Tavakkol represents all of Victoria’s latent potential as a place to launch and grow a technology company.
What has Tavakkol built here in Victoria?
Tavakkol and his team have launched LimeSpot, a personalized web experience that is intended to “bring the social back to social media.” For starters, LimeSpot’s technology creates a more efficient shopping experience by instantaneously displaying products that customers are most likely to buy.
A software engineer by trade, Tavakkol had already spent a decade helping build Iran’s second-largest software company before deciding to head to Victoria to do something new.
Tavakkol says achieving success back home, he felt his calling was to explore the world in order to accomplish something even bigger.
So, Tavakkol took a chance and joined his sister here in Victoria.
Like many Tectoria tech entrepreneurs, Tavakkol was attracted by Victoria’s great weather and a variety of high-powered, world-class university programs.
Tavakkol received his MBA this past spring from the Gustavson School of Business. At the same time he was completing his studies, he was busy building LimeSpot.
While studying at UVic, Tavakkol encouraged his friend and future LimeSpot co-founder Majid Ghaffari to join him.
At UVic networking event, the pair’s startup idea caught the eye of Paul Summerville, a business professor and mentor at the the Gustavson School of Business.
“I was giving a presentation, and I noticed Aidin standing off to one side,” says Summerville. “We talked, he explained his idea, and I was hooked.”
Like Tavakkol, Summerville, who has enjoyed a stellar career working in investment banking and has served as chief economist with two major multi-national financial institutions, is also a talented transplant who has chosen to call Tectoria home.
Soon after connecting with Tavakkol an Ghaffari, Summerville was on board as the third co-founder and LimeSpot was incorporated in April 2013.
Fast forward just over a year: LimeSpot today has 15 employees around the world and has successfully raised a healthy dose of seed financing from private investors locally, in the United States and the UK.
Tavakkol and his teammates at LimeSpot have used this time to apply their software engineering expertise to patent a powerful “personalization and recommendation engine” that is powered by an individual’s social network profile.

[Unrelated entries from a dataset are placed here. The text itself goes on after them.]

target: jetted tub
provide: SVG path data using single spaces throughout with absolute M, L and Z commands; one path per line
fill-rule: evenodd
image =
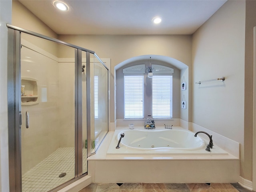
M 195 150 L 205 145 L 200 137 L 194 137 L 194 134 L 184 130 L 125 130 L 118 134 L 118 140 L 122 133 L 124 134 L 124 137 L 121 143 L 127 147 L 144 150 Z
M 116 149 L 120 134 L 124 133 L 120 148 Z M 210 152 L 205 150 L 207 141 L 188 130 L 181 129 L 125 130 L 115 131 L 108 154 L 227 154 L 215 143 Z

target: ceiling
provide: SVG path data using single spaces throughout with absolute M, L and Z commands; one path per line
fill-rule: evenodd
M 58 34 L 191 34 L 226 0 L 19 0 Z M 154 24 L 156 16 L 162 22 Z

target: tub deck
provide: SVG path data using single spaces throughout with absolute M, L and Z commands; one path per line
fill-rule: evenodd
M 96 154 L 88 158 L 88 174 L 92 176 L 93 182 L 188 183 L 238 181 L 239 158 L 224 150 L 223 153 L 206 153 L 208 155 L 178 153 L 108 154 L 114 133 L 109 132 Z M 214 139 L 214 147 L 218 147 Z

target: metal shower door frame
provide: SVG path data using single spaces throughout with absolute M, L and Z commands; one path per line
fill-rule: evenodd
M 65 183 L 52 191 L 57 191 L 60 188 L 74 182 L 81 177 L 87 175 L 82 174 L 82 52 L 86 52 L 86 75 L 90 79 L 90 53 L 92 54 L 106 67 L 105 65 L 94 51 L 63 42 L 60 40 L 48 37 L 37 33 L 7 24 L 8 27 L 8 127 L 9 159 L 9 180 L 10 191 L 21 192 L 21 33 L 31 35 L 52 42 L 74 48 L 75 51 L 75 178 Z M 87 81 L 90 82 L 90 81 Z M 87 86 L 87 103 L 90 101 L 90 86 Z M 90 105 L 89 105 L 89 106 Z M 90 136 L 90 109 L 87 110 L 87 140 L 90 145 L 91 143 Z M 90 151 L 90 150 L 88 150 Z M 87 156 L 93 154 L 88 152 Z

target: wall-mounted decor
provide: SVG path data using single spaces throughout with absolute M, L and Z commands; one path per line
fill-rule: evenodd
M 182 82 L 181 84 L 181 90 L 186 90 L 186 82 Z
M 183 97 L 182 98 L 182 100 L 181 102 L 181 108 L 186 109 L 186 102 L 185 99 L 185 95 L 183 95 Z
M 181 83 L 181 90 L 186 90 L 186 81 L 185 80 L 185 77 L 183 76 L 183 78 L 182 79 L 182 82 Z

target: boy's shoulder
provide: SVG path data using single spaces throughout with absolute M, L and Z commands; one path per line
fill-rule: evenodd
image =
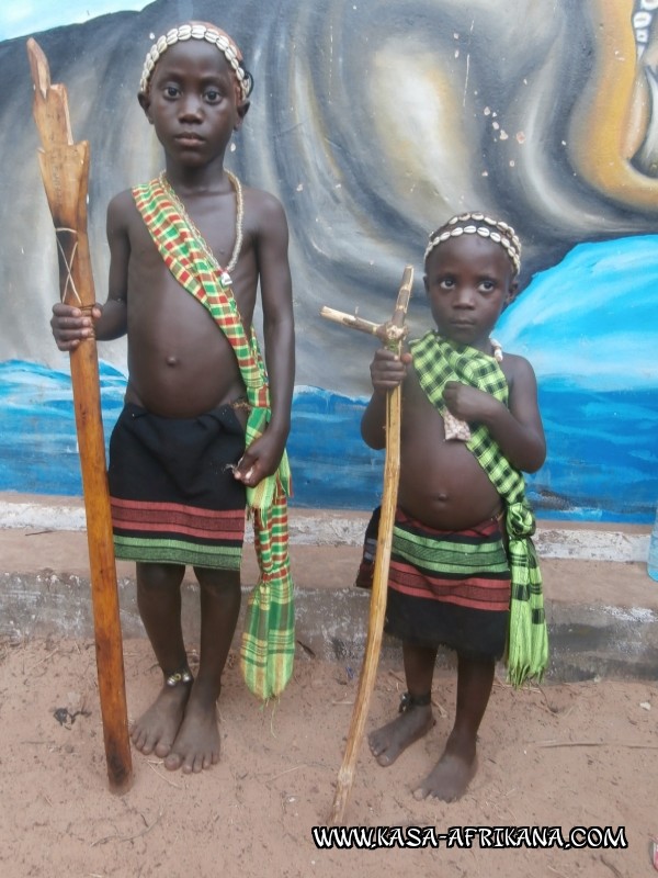
M 245 221 L 253 229 L 268 229 L 273 225 L 287 226 L 285 210 L 272 192 L 256 187 L 242 185 Z
M 135 209 L 135 199 L 132 189 L 124 189 L 112 195 L 107 203 L 107 212 L 114 214 Z
M 514 382 L 535 380 L 532 363 L 530 360 L 527 360 L 525 357 L 521 357 L 519 353 L 511 353 L 507 350 L 503 350 L 500 368 L 502 369 L 510 387 L 513 386 Z

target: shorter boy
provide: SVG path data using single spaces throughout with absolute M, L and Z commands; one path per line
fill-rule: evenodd
M 546 453 L 536 381 L 525 359 L 503 354 L 490 338 L 517 294 L 520 249 L 506 223 L 481 213 L 450 219 L 426 250 L 436 330 L 400 357 L 377 350 L 371 364 L 374 393 L 362 435 L 372 448 L 385 446 L 386 393 L 404 382 L 386 630 L 402 641 L 408 691 L 399 716 L 370 735 L 379 765 L 432 728 L 438 646 L 457 654 L 455 722 L 417 798 L 458 799 L 475 774 L 477 731 L 506 649 L 510 585 L 513 682 L 541 675 L 547 660 L 529 539 L 534 519 L 520 473 L 538 470 Z M 527 622 L 523 633 L 534 638 L 534 652 L 523 657 L 513 652 L 519 615 Z

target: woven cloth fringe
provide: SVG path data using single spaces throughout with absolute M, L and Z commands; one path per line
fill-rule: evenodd
M 133 196 L 164 263 L 181 286 L 209 311 L 234 349 L 250 404 L 246 428 L 249 447 L 270 419 L 270 391 L 256 331 L 252 327 L 249 337 L 245 331 L 230 277 L 211 263 L 158 179 L 136 187 Z M 260 575 L 247 606 L 240 663 L 247 686 L 263 700 L 280 695 L 293 673 L 295 614 L 286 502 L 290 491 L 285 451 L 276 473 L 254 488 L 247 487 Z
M 504 374 L 494 357 L 466 345 L 455 345 L 430 331 L 409 345 L 413 368 L 428 398 L 441 413 L 443 389 L 460 381 L 508 404 Z M 532 536 L 535 517 L 525 497 L 525 482 L 483 425 L 470 425 L 466 442 L 506 504 L 509 561 L 512 579 L 506 665 L 508 680 L 521 686 L 541 680 L 548 665 L 548 632 L 544 612 L 542 574 Z

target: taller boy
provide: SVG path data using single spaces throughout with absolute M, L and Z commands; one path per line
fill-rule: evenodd
M 274 633 L 256 618 L 242 661 L 251 688 L 277 694 L 292 665 L 285 442 L 294 383 L 288 230 L 280 202 L 224 168 L 252 79 L 220 29 L 190 22 L 147 54 L 139 103 L 166 170 L 107 209 L 110 284 L 91 315 L 55 305 L 60 350 L 127 333 L 125 407 L 110 443 L 118 558 L 137 562 L 139 612 L 163 685 L 132 739 L 170 769 L 219 758 L 216 700 L 240 608 L 245 506 L 254 513 Z M 260 281 L 265 362 L 252 318 Z M 181 629 L 185 565 L 201 590 L 192 677 Z M 272 621 L 272 620 L 271 620 Z M 264 667 L 273 646 L 279 662 Z

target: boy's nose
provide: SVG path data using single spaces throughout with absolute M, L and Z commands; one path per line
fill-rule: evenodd
M 181 119 L 201 119 L 203 104 L 195 94 L 188 94 L 179 104 Z
M 455 304 L 460 308 L 472 308 L 475 301 L 474 291 L 470 286 L 461 286 L 457 291 Z

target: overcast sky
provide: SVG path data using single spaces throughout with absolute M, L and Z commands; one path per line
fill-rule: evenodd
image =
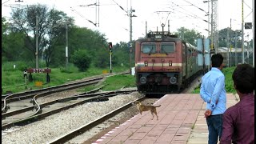
M 206 37 L 208 32 L 208 20 L 205 16 L 208 12 L 207 2 L 203 0 L 99 0 L 99 22 L 97 20 L 96 6 L 89 6 L 98 0 L 18 0 L 2 1 L 2 16 L 10 18 L 11 7 L 18 7 L 30 4 L 46 4 L 50 8 L 54 7 L 62 10 L 68 16 L 74 17 L 75 24 L 81 27 L 88 27 L 98 30 L 105 34 L 108 42 L 113 43 L 129 42 L 130 40 L 130 18 L 128 11 L 135 10 L 132 18 L 133 39 L 143 37 L 146 34 L 146 21 L 147 31 L 162 30 L 161 23 L 166 24 L 165 30 L 168 30 L 168 20 L 170 23 L 170 32 L 184 26 L 194 29 Z M 232 30 L 241 30 L 242 26 L 242 0 L 218 0 L 218 30 L 230 26 Z M 120 6 L 124 10 L 122 10 Z M 202 10 L 199 10 L 202 9 Z M 244 0 L 244 22 L 252 22 L 252 0 Z M 99 23 L 95 27 L 90 20 Z M 245 30 L 245 40 L 249 35 L 252 38 L 252 30 Z

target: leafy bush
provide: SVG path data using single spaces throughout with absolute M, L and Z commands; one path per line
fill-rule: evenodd
M 62 73 L 67 74 L 72 74 L 78 71 L 78 68 L 71 63 L 69 65 L 68 68 L 62 66 L 59 68 L 59 70 Z
M 79 71 L 86 71 L 90 67 L 91 58 L 86 50 L 80 49 L 71 55 L 71 62 L 79 69 Z

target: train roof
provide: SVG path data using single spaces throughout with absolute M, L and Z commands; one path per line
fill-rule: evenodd
M 137 41 L 181 41 L 178 35 L 174 35 L 167 31 L 150 31 L 146 37 L 140 38 Z
M 229 47 L 229 48 L 227 48 L 227 47 L 218 47 L 218 51 L 219 52 L 219 53 L 226 53 L 227 52 L 227 50 L 229 50 L 230 52 L 230 48 Z M 232 48 L 231 49 L 231 52 L 235 52 L 235 51 L 237 51 L 237 52 L 242 52 L 242 48 Z M 250 52 L 252 52 L 253 51 L 253 50 L 252 49 L 246 49 L 246 48 L 244 48 L 244 52 L 247 52 L 247 51 L 250 51 Z

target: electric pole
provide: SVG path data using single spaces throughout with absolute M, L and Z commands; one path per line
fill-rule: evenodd
M 245 53 L 244 53 L 244 28 L 243 28 L 243 0 L 242 0 L 242 63 L 245 63 Z
M 131 53 L 133 51 L 132 50 L 132 34 L 133 34 L 133 21 L 132 21 L 132 17 L 137 17 L 136 15 L 133 14 L 133 12 L 135 12 L 134 10 L 132 9 L 131 7 L 131 2 L 130 2 L 130 74 L 131 74 Z
M 35 46 L 36 46 L 36 52 L 35 52 L 35 61 L 36 61 L 36 68 L 38 68 L 38 15 L 35 16 L 35 23 L 36 23 L 36 41 L 35 41 Z

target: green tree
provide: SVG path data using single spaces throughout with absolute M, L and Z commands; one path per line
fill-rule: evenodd
M 90 67 L 91 57 L 86 50 L 78 50 L 71 55 L 71 62 L 80 71 L 86 71 Z
M 54 9 L 48 10 L 46 5 L 30 5 L 26 9 L 13 9 L 11 13 L 13 22 L 11 28 L 14 32 L 25 34 L 25 47 L 30 52 L 30 58 L 36 58 L 36 34 L 38 30 L 38 58 L 45 50 L 44 58 L 46 66 L 49 66 L 52 51 L 56 39 L 64 33 L 64 26 L 60 24 L 72 25 L 74 19 L 66 14 Z M 38 25 L 37 25 L 38 22 Z

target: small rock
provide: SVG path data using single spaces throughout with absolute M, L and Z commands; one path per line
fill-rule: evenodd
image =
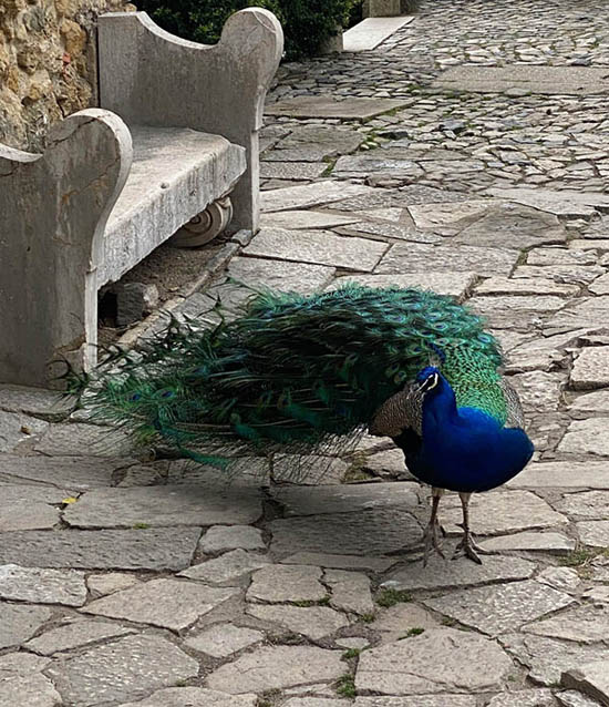
M 158 288 L 154 284 L 125 283 L 114 288 L 116 324 L 128 327 L 158 306 Z

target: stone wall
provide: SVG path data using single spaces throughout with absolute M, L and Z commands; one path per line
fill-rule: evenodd
M 0 142 L 40 151 L 51 123 L 96 104 L 95 18 L 127 0 L 0 0 Z

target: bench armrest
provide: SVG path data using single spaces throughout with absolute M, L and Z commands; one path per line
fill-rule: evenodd
M 248 170 L 233 194 L 234 225 L 255 229 L 258 131 L 282 50 L 279 21 L 260 8 L 233 14 L 214 45 L 174 37 L 145 12 L 103 14 L 100 102 L 127 124 L 190 127 L 242 145 Z

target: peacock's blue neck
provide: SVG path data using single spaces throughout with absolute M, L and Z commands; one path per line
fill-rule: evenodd
M 504 428 L 476 408 L 457 408 L 444 377 L 425 396 L 422 438 L 406 461 L 422 481 L 453 491 L 487 491 L 515 477 L 528 462 L 533 444 L 526 433 Z

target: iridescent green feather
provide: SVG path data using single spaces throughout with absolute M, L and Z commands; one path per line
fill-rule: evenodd
M 138 439 L 221 467 L 252 451 L 329 450 L 430 362 L 458 404 L 505 419 L 500 354 L 477 316 L 434 293 L 355 285 L 265 293 L 205 330 L 172 322 L 106 361 L 83 400 Z

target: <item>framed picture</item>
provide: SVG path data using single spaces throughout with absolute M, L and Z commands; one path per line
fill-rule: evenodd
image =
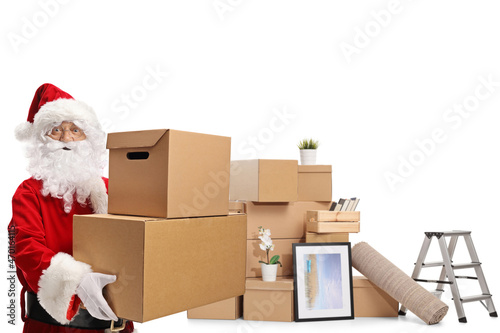
M 295 321 L 354 319 L 351 243 L 293 244 Z

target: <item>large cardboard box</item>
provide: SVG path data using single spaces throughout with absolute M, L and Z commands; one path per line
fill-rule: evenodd
M 274 238 L 304 238 L 308 210 L 330 208 L 330 202 L 296 201 L 263 203 L 247 201 L 247 239 L 257 239 L 259 226 L 271 229 Z
M 243 319 L 257 321 L 294 321 L 293 278 L 264 282 L 248 278 L 243 296 Z
M 354 317 L 397 317 L 399 303 L 364 276 L 353 276 Z
M 299 165 L 297 200 L 332 201 L 332 166 Z
M 247 269 L 246 277 L 261 277 L 262 270 L 259 260 L 267 261 L 266 251 L 260 247 L 259 239 L 247 240 Z M 269 252 L 269 258 L 278 254 L 283 267 L 278 266 L 277 276 L 293 276 L 292 244 L 304 243 L 304 238 L 273 239 L 274 251 Z
M 176 130 L 110 133 L 110 214 L 227 215 L 231 138 Z
M 243 316 L 243 296 L 231 297 L 187 311 L 189 319 L 234 320 L 241 316 Z
M 297 160 L 231 161 L 231 200 L 297 200 Z
M 145 322 L 245 292 L 246 216 L 75 215 L 73 256 L 117 275 L 107 300 Z M 229 268 L 228 268 L 229 267 Z
M 349 241 L 347 232 L 331 232 L 318 234 L 316 232 L 306 232 L 306 243 L 346 243 Z

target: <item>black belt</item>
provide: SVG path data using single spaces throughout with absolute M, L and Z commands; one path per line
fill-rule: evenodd
M 45 309 L 38 302 L 38 297 L 36 294 L 32 292 L 27 292 L 27 309 L 26 315 L 28 318 L 40 321 L 45 324 L 56 325 L 56 326 L 64 326 L 71 328 L 78 328 L 82 330 L 104 330 L 106 328 L 111 327 L 110 320 L 100 320 L 92 317 L 90 313 L 86 309 L 79 309 L 78 313 L 73 320 L 67 325 L 62 325 L 51 315 L 45 311 Z M 115 322 L 115 326 L 121 326 L 123 324 L 123 320 L 118 318 L 118 321 Z

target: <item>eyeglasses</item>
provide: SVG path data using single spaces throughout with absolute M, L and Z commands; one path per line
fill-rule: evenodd
M 59 140 L 63 136 L 64 132 L 68 132 L 73 139 L 80 139 L 85 135 L 83 130 L 75 124 L 61 124 L 52 128 L 52 130 L 47 133 L 47 135 L 54 140 Z

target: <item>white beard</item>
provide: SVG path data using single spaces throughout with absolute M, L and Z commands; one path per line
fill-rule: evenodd
M 102 192 L 103 154 L 97 153 L 88 139 L 65 143 L 46 137 L 33 141 L 27 155 L 30 159 L 28 171 L 33 178 L 43 182 L 42 195 L 62 199 L 67 214 L 75 198 L 80 205 L 86 206 L 92 193 Z M 105 199 L 107 205 L 107 196 Z M 96 211 L 96 207 L 93 208 Z

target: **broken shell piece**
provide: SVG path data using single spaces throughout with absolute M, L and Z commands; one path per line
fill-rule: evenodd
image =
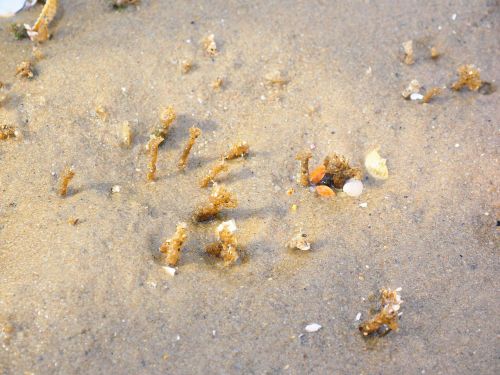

The end result is to provide a personalized web experience that provides highly relevant results and recommendations. Improving ecommerce and online shopping is an obvious match for LimeSpot’s technology.
And people are starting to take notice.
So far, Victoria-based LimeSpot has inked agreements with major ecommerce players including Shopify, PayPal, and Bigcommerce.
A lot has changed in the 18 months or so since and his co-founders launched LimeSpot.
Tavakkol and his team have raised enough equity to develop and launch their first commercial product offering. They have beefed up their in-house technology, have created a US subsidiary, and have established a global sales engine. LimeSpot has also hired a CEO, tech veteran Bob Bell.
In this whirlwind of activity, it’s easy to forget that when Aidin Tavakkol decided to do something big, he decided to do travel to Tectoria to do it.
We’re excited to see what LimeSpot does next.